Penghalang untuk mencegah orang terjatuh terbuat dari bahan transparan sehingga memberikan pemandangan kota pada malam hari. Kami juga memiliki tanaman hias, kursi berjemur, teleskop, dan tempat mandi kaki. Tidak ada yang kurang, seolah-olah ini dibuat oleh siswa teladan.
Masih ada sepuluh menit sebelum waktu yang kami sepakati untuk bertemu melalui LIME. Aku bertaruh jika aku tiba lima menit lebih awal, dia pasti sudah ada di sini, tapi rupanya keputusanku untuk datang sepuluh menit lebih awal juga tidak cukup baik.

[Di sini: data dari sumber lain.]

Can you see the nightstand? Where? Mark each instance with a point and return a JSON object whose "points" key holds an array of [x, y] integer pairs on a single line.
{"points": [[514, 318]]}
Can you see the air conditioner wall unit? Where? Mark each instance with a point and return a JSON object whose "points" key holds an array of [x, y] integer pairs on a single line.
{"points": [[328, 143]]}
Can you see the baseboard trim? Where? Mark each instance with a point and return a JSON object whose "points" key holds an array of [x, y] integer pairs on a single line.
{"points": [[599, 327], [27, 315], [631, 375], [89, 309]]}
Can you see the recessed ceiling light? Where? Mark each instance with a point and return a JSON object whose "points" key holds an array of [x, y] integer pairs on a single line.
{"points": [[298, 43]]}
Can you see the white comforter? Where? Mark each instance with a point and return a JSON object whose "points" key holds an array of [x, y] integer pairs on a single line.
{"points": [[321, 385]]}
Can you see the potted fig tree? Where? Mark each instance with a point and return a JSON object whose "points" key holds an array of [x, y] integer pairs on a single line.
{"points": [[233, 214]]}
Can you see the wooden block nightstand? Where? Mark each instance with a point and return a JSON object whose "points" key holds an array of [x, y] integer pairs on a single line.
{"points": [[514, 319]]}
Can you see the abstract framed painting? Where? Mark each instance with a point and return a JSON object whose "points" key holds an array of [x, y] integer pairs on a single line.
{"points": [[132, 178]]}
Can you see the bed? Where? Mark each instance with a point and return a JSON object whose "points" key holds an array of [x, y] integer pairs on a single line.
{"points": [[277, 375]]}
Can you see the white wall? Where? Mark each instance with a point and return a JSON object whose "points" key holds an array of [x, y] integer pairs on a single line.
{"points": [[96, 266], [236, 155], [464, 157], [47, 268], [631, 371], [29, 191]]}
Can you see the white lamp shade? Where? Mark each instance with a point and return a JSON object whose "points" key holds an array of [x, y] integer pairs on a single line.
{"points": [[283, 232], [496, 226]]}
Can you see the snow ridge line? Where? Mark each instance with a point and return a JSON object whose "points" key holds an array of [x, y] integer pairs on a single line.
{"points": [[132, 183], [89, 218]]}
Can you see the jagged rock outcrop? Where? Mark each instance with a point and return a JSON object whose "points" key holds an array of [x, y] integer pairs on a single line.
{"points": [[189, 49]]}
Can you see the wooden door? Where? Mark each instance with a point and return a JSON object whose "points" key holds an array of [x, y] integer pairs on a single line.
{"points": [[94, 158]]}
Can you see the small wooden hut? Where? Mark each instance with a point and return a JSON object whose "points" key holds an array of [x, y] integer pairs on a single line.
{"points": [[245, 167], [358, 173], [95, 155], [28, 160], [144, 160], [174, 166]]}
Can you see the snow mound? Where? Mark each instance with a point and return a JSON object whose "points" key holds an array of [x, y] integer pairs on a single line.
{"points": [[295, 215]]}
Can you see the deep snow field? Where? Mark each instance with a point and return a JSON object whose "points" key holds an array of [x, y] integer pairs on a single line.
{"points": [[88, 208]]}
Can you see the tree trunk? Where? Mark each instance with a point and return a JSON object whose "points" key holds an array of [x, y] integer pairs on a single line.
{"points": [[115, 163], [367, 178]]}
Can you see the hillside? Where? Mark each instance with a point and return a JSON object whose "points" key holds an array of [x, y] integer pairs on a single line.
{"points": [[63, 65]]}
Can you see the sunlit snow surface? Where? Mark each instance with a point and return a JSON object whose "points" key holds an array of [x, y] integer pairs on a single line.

Seperti dugaanku—sebenarnya, kali ini dia melampaui ekspektasiku—Midori benar-benar siswi teladan yang sempurna.
“Kau datang lebih awal. Sudah berapa lama kau di sini?” aku bertanya.
“Sekitar sepuluh menit.”
“Jadi kau datang dua puluh menit lebih awal. Menakjubkan."
Midori terkikik. “Kau tidak boleh meremehkanku.” Dia menepuk kursi di sebelahnya. “Sini dan duduklah jika kau mau.”
Dia sedang duduk di depan area bak cuci kaki. Sandal yang dipinjamnya dari hotel diletakkan rapi di samping kursinya, sementara kaki telanjangnya dicelupkan ke dalam air panas.
Ini semua terlihat familiar...
Saat aku melihat ke arah Midori, tiba-tiba aku melihat siluet gelap di posisi yang sama persis, seperti karakter yang belum kubuka—dan kemudian aku teringat.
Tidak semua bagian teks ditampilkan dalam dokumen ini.